Article

Urinary osteocalcin as a marker of bone metabolism

Institute of Biomedicine, Department of Anatomy, University of Turku, Turku, Finland.
Clinical Chemistry (Impact Factor: 7.77). 03/2005; 51(3):618-28. DOI: 10.1373/clinchem.2004.043901
Source: PubMed

ABSTRACT Osteocalcin (OC) is produced by osteoblasts during bone formation, and circulating OC has been used in clinical investigations as a marker of bone metabolism. OC is excreted into urine by glomerular filtration and can be found in urine as midmolecule fragments.
We developed and evaluated three immunoassays (U-MidOC, U-LongOC, and U-TotalOC) for the detection of various molecular forms of urine OC (U-OC). We evaluated the association of U-OC with other markers of bone turnover and with bone mass in 1044 elderly women and studied seasonal and circadian variation of U-OC.
U-OC correlated with other bone turnover markers [Spearman correlation (r), 0.30-0.57; P <0.0001], demonstrating the association between U-OC and skeletal metabolism. There was also a significant association between bone metabolism assessed by U-OC quartiles and bone mass assessed by total body bone mineral content (P <0.0001).
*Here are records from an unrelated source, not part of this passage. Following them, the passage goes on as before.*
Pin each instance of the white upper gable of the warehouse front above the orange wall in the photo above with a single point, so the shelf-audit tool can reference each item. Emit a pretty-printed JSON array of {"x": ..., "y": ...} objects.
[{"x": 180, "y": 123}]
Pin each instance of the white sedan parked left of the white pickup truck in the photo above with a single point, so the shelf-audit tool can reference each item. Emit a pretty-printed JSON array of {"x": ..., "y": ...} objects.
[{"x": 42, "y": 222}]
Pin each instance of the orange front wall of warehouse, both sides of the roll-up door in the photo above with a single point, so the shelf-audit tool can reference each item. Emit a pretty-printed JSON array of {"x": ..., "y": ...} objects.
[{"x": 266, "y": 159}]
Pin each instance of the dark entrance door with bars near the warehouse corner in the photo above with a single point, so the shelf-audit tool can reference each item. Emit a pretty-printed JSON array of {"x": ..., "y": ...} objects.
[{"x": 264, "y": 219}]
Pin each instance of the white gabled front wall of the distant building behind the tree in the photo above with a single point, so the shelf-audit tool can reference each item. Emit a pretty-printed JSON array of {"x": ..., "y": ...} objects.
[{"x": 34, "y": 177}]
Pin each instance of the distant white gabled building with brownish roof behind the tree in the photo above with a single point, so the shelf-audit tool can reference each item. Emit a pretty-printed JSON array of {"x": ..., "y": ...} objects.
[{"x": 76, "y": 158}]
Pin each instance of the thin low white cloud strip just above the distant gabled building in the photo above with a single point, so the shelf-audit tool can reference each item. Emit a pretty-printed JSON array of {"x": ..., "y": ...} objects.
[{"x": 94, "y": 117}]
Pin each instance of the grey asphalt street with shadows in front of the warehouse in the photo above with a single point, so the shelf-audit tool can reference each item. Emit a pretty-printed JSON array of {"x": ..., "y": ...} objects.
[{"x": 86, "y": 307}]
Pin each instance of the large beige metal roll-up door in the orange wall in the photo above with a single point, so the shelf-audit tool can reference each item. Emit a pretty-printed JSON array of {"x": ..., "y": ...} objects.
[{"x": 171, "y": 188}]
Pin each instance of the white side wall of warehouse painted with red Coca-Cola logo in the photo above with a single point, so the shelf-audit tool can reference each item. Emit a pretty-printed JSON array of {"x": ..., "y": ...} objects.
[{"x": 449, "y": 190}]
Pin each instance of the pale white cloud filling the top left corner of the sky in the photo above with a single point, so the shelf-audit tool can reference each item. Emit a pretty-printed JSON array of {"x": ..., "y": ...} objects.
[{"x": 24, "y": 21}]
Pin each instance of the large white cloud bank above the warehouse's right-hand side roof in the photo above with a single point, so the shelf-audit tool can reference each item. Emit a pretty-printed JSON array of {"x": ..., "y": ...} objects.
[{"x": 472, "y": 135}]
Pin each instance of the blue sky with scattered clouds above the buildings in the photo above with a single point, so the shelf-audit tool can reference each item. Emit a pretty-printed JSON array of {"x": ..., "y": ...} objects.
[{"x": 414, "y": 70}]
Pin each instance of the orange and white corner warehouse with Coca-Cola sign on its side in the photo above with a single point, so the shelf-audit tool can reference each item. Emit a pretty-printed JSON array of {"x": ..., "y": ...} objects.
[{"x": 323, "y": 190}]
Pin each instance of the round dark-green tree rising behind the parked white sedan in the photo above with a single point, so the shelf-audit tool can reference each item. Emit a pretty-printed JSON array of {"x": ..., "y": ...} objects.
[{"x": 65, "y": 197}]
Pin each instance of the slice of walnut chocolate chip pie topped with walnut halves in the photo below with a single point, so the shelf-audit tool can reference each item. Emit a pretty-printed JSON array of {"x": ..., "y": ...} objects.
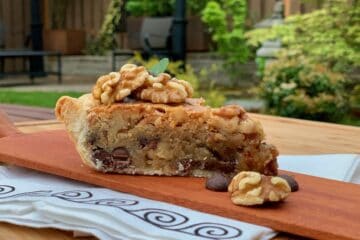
[{"x": 136, "y": 123}]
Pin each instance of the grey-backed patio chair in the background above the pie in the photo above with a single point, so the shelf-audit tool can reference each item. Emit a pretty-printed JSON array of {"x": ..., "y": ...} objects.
[{"x": 155, "y": 38}]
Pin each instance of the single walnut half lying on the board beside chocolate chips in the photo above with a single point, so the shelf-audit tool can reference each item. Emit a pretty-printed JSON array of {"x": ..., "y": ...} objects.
[{"x": 253, "y": 188}]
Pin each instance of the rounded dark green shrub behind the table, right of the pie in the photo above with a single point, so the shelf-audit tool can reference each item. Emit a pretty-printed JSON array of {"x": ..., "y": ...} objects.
[{"x": 294, "y": 87}]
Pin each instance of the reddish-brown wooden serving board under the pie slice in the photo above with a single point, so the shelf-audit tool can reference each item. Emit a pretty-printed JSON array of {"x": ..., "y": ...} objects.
[{"x": 321, "y": 209}]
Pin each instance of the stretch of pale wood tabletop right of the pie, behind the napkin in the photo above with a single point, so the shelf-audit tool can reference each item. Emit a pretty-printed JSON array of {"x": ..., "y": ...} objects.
[{"x": 294, "y": 136}]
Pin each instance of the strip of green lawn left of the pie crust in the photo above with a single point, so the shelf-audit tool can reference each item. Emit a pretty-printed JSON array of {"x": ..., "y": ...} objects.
[{"x": 34, "y": 98}]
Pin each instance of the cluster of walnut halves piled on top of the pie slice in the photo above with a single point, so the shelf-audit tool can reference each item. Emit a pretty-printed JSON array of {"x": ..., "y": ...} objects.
[{"x": 138, "y": 82}]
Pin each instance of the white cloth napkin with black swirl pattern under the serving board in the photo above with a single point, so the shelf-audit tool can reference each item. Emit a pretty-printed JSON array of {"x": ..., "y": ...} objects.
[{"x": 40, "y": 200}]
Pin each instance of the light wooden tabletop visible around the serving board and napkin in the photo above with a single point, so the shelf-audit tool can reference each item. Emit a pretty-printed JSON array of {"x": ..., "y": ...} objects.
[{"x": 291, "y": 136}]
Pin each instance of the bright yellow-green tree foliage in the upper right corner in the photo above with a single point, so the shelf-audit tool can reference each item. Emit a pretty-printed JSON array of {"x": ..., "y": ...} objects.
[{"x": 330, "y": 35}]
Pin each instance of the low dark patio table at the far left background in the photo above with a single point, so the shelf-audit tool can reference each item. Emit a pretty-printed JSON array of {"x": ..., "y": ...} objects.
[{"x": 28, "y": 55}]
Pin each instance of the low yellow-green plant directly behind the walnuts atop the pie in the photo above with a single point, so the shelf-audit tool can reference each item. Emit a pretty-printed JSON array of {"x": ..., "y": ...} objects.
[{"x": 212, "y": 96}]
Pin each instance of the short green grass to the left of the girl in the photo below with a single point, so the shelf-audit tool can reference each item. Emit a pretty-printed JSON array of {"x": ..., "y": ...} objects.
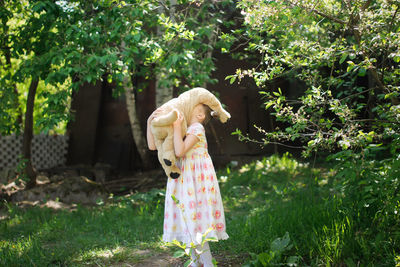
[{"x": 86, "y": 236}]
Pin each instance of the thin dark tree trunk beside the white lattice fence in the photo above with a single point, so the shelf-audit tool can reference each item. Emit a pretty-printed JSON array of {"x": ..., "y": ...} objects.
[{"x": 28, "y": 134}]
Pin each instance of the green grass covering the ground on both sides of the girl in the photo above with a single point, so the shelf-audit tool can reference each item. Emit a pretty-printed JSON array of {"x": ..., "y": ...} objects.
[{"x": 278, "y": 210}]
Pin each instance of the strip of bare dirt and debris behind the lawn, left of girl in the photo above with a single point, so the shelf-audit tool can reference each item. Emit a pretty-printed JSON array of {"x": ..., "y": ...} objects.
[{"x": 67, "y": 186}]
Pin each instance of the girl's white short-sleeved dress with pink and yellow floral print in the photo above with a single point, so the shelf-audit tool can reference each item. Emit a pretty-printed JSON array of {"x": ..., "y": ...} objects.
[{"x": 200, "y": 205}]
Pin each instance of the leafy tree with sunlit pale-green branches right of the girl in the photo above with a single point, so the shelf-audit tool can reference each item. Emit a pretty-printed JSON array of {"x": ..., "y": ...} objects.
[{"x": 346, "y": 53}]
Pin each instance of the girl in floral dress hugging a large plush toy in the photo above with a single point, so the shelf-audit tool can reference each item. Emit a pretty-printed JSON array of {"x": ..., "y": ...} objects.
[{"x": 200, "y": 207}]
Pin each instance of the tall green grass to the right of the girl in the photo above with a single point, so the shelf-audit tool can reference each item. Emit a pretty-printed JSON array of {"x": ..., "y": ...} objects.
[{"x": 320, "y": 208}]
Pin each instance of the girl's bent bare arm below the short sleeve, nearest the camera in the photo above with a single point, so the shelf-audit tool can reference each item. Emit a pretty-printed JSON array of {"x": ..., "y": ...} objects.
[{"x": 182, "y": 146}]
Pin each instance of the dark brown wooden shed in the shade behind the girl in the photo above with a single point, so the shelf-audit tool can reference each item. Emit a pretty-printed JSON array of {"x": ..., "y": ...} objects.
[{"x": 101, "y": 133}]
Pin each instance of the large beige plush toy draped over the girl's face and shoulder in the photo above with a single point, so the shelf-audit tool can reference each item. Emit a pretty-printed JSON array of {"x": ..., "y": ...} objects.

The seasonal effects appeared to be rather small, but we observed a significant circadian rhythm similar to the one reported for serum OC with high values in the morning and low values in the afternoon.
The three immunoassays had unique specificities toward different naturally occurring U-OC fragments. U-OC concentrations measured with any of these assays correlated with bone turnover rates assessed by conventional serum markers of bone metabolism. The measurement of OC in urine samples could be used as an index of bone turnover in monitoring bone metabolism.